DOJ vows to guard individuals who see abortions

WASHINGTON – The Justice Department announced Monday it would protect people’s access to abortion in Texas despite a new state law banning the procedure after about six weeks of pregnancy.

Attorney General Merrick Garland made a statement saying the agency will “continue to protect those who use reproductive health services under our criminal and civil enforcement of a law known as the Freedom of Access to Clinic Entrances Act or want to offer “.

“The department will assist federal law enforcement agencies if an abortion clinic or reproductive health center is attacked,” Garland said. “We reached out to US attorneys and FBI offices in Texas and across the country to discuss our enforcement agencies.”

The statements come days after the Supreme Court enacted the controversial Texas abortion law. The law, one of the most restrictive in the country, prohibits abortions once a fetal heartbeat is detected, usually around six weeks after pregnancy and before many people realize they are pregnant. There are no exceptions for rape or incest.

Texas law also allows individuals, abortion providers, and anyone involved in “promoting and inciting” abortion to sue.

More:What You Should Know About Texas Abortion Act, which prohibits the procedure once a heartbeat is detected

More:Texas law, which bans most abortions, goes into effect as the Supreme Court is expected to delve into broader issues

Abortion providers say legislation would restrict 85% of abortion procedures in Texas. The law is one of the most direct challenges related to the landmark Roe v. Wade of the US Supreme Court in 1973 that legalized abortion.

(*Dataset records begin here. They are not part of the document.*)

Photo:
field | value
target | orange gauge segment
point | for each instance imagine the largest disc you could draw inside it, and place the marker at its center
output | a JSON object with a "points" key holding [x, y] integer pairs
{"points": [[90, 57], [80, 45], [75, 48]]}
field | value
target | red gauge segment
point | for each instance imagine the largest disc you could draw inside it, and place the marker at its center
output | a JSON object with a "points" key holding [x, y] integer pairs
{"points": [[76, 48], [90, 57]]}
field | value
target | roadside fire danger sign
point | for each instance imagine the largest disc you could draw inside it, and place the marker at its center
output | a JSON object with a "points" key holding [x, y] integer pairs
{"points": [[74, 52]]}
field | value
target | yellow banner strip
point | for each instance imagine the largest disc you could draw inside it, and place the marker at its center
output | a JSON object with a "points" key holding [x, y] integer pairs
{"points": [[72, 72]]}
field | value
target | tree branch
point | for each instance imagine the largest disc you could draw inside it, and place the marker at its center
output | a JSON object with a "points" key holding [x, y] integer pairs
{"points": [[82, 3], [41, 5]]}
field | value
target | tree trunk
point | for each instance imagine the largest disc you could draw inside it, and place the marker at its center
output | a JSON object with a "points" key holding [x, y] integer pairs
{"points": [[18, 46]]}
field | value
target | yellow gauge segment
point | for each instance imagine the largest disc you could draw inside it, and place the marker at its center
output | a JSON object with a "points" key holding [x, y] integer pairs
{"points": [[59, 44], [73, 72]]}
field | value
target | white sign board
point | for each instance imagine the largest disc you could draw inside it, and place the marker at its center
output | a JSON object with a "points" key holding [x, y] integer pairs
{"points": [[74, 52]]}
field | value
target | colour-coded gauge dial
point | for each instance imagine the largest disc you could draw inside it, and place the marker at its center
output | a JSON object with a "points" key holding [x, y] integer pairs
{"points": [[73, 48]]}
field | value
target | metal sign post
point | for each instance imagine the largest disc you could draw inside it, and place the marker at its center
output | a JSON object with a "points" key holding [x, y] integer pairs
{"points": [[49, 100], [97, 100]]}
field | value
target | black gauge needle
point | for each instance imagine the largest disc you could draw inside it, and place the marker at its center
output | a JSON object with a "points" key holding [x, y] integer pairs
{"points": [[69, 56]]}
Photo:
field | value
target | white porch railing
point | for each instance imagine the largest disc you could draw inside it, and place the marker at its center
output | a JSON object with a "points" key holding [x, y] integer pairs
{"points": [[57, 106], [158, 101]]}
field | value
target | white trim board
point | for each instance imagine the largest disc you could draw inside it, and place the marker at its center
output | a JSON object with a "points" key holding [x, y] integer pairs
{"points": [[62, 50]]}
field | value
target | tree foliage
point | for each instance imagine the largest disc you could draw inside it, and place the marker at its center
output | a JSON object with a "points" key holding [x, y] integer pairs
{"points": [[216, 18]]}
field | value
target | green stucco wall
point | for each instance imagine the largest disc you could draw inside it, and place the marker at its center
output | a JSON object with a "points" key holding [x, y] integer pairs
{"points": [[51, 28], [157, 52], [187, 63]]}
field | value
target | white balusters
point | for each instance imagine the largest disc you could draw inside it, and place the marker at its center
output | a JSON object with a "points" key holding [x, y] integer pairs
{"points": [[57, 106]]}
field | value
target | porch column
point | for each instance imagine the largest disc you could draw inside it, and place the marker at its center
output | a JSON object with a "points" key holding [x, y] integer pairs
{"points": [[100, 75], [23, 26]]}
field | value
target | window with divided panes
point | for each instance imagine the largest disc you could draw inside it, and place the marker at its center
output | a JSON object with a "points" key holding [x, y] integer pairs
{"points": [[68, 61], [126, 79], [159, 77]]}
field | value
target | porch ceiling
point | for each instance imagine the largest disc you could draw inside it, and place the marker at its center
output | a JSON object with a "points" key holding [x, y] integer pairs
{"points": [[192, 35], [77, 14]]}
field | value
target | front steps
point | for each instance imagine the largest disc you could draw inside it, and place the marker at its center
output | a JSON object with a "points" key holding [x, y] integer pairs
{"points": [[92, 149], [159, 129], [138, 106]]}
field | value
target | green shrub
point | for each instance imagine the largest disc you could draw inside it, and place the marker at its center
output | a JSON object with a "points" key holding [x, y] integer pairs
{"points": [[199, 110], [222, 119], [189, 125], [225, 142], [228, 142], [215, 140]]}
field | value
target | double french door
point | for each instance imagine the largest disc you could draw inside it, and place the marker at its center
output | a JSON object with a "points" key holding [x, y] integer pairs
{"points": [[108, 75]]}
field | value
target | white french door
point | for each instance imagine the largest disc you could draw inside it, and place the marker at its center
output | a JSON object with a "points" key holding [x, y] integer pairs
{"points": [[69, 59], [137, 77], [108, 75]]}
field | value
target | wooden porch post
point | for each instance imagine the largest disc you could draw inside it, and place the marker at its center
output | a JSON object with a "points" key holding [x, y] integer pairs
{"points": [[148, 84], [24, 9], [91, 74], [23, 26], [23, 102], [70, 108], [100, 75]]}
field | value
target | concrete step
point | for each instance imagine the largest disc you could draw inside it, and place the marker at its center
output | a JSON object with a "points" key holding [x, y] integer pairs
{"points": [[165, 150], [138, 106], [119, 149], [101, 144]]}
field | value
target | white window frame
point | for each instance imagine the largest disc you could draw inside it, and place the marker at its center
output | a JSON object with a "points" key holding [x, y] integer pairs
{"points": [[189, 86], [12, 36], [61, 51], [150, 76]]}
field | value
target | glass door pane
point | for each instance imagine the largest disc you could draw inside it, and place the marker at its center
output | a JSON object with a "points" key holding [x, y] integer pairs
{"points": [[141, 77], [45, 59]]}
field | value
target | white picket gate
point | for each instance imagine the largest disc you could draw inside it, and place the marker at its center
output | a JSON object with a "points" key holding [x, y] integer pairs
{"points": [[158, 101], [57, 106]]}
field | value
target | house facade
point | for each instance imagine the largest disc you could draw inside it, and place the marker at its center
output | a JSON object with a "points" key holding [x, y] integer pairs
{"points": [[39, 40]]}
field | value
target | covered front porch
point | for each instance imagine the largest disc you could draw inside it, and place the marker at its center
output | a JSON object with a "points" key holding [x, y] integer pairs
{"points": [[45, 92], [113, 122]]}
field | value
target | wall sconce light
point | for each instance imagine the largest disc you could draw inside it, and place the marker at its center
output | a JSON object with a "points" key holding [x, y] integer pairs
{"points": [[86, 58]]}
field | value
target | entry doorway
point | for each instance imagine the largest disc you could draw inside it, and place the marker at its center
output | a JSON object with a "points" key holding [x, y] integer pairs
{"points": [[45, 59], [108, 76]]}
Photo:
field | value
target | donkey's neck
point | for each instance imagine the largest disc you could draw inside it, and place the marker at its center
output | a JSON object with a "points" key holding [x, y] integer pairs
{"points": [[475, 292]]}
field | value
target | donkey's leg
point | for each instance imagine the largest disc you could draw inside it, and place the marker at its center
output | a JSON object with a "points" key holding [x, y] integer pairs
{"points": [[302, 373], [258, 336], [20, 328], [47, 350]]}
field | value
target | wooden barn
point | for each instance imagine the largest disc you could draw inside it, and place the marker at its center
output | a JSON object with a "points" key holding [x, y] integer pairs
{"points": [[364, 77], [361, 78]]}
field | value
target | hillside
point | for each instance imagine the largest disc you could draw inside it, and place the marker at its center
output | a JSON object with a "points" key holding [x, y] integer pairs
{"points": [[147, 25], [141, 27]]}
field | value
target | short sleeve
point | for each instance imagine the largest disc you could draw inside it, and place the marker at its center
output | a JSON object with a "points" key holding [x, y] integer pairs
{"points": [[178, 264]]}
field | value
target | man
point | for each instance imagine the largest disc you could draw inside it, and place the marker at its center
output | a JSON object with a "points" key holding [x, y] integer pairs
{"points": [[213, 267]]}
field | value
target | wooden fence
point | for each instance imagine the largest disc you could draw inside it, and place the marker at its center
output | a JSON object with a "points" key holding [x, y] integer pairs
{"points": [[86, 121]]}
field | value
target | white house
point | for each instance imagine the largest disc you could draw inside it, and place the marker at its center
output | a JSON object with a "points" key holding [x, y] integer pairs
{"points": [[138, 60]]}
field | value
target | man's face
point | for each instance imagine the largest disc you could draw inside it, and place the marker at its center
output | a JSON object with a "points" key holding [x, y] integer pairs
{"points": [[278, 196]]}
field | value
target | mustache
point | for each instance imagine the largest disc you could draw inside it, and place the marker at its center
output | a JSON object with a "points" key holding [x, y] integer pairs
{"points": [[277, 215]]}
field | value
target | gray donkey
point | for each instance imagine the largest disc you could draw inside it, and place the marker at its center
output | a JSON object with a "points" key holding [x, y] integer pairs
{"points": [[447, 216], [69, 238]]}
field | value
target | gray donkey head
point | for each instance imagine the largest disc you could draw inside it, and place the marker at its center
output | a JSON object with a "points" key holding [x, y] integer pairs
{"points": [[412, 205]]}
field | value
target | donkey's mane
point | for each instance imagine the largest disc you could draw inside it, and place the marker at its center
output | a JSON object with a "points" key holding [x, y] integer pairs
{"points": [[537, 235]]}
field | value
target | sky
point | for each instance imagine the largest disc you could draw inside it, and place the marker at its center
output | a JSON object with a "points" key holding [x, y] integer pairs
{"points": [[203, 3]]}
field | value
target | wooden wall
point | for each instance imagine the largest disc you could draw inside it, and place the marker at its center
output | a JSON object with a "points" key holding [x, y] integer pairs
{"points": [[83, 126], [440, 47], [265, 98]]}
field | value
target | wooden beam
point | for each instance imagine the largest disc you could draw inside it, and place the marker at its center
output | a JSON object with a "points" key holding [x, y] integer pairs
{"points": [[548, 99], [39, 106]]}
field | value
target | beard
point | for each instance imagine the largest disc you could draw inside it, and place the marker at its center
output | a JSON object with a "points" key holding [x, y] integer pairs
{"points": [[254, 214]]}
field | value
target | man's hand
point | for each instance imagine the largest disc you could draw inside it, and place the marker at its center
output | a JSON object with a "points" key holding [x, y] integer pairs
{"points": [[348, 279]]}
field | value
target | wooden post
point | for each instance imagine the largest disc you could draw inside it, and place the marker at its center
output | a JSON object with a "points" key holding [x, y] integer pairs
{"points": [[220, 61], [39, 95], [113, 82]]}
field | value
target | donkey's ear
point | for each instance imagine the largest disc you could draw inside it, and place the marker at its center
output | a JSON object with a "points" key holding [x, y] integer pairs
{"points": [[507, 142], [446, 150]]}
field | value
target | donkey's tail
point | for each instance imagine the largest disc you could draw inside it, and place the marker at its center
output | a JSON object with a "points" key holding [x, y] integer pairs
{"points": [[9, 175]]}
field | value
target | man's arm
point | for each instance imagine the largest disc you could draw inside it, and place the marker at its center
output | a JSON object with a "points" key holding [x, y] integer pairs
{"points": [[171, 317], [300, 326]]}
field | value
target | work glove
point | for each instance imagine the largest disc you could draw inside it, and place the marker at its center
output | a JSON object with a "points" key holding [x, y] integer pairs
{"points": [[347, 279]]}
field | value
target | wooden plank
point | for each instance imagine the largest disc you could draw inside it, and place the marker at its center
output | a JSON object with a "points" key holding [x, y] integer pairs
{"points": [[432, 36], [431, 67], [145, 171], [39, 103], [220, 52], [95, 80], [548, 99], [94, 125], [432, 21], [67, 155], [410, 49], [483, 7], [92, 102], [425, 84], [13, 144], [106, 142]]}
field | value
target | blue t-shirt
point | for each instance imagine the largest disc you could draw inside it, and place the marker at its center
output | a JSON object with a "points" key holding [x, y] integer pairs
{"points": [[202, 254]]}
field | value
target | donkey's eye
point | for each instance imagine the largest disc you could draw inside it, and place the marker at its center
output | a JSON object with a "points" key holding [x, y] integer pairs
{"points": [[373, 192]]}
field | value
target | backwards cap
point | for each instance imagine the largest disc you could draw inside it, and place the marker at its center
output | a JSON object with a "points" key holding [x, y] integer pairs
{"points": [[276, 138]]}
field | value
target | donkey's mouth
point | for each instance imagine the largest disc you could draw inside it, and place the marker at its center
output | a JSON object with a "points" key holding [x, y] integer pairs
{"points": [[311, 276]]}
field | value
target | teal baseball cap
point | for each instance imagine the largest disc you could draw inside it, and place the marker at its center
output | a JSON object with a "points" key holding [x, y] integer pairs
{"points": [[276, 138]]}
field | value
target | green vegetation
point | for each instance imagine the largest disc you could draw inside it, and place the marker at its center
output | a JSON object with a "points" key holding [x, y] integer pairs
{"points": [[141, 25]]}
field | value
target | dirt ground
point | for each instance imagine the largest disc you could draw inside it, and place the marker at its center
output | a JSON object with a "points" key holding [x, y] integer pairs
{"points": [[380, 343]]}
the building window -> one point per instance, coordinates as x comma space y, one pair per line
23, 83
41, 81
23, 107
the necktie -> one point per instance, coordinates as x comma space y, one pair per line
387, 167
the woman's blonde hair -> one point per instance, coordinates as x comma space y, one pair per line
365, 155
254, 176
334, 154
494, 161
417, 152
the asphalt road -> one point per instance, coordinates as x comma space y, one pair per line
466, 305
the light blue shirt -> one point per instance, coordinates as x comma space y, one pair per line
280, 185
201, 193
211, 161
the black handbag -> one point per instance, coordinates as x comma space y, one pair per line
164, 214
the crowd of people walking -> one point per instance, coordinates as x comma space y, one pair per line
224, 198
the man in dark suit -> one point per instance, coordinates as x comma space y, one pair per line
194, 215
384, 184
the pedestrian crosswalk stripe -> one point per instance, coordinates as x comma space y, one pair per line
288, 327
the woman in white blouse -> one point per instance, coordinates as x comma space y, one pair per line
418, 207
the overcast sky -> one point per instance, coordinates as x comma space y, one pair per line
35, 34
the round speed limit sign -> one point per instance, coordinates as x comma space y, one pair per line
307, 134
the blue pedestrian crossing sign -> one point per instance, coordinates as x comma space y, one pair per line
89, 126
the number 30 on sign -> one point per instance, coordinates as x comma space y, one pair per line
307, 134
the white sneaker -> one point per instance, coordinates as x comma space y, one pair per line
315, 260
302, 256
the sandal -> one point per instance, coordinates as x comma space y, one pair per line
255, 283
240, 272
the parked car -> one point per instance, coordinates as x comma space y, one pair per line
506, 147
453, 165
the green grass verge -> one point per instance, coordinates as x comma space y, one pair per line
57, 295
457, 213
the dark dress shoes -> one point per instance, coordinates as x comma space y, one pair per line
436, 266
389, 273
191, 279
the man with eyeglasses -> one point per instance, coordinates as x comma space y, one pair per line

Garland said the department would “not condone or offer violence against those seeking reproductive health services, physical disabilities, or property damage in violation” of the Hospital Entrance Free Access Act, which prohibits the use or threat of violence and physical disability injures, intimidates, or disables a person trying to use or offer reproductive health services.

The FACE Act also prohibits willful property damage to an institution that provides reproductive health services.

President Joe Biden said last week that in response to the Supreme Court decision not to block the law, he would launch a “state effort” to instruct the Gender Policy Council and the White House Legal Team to work with federal agencies to determine What Legal tools are available to ensure that women have access to safe and legal abortions.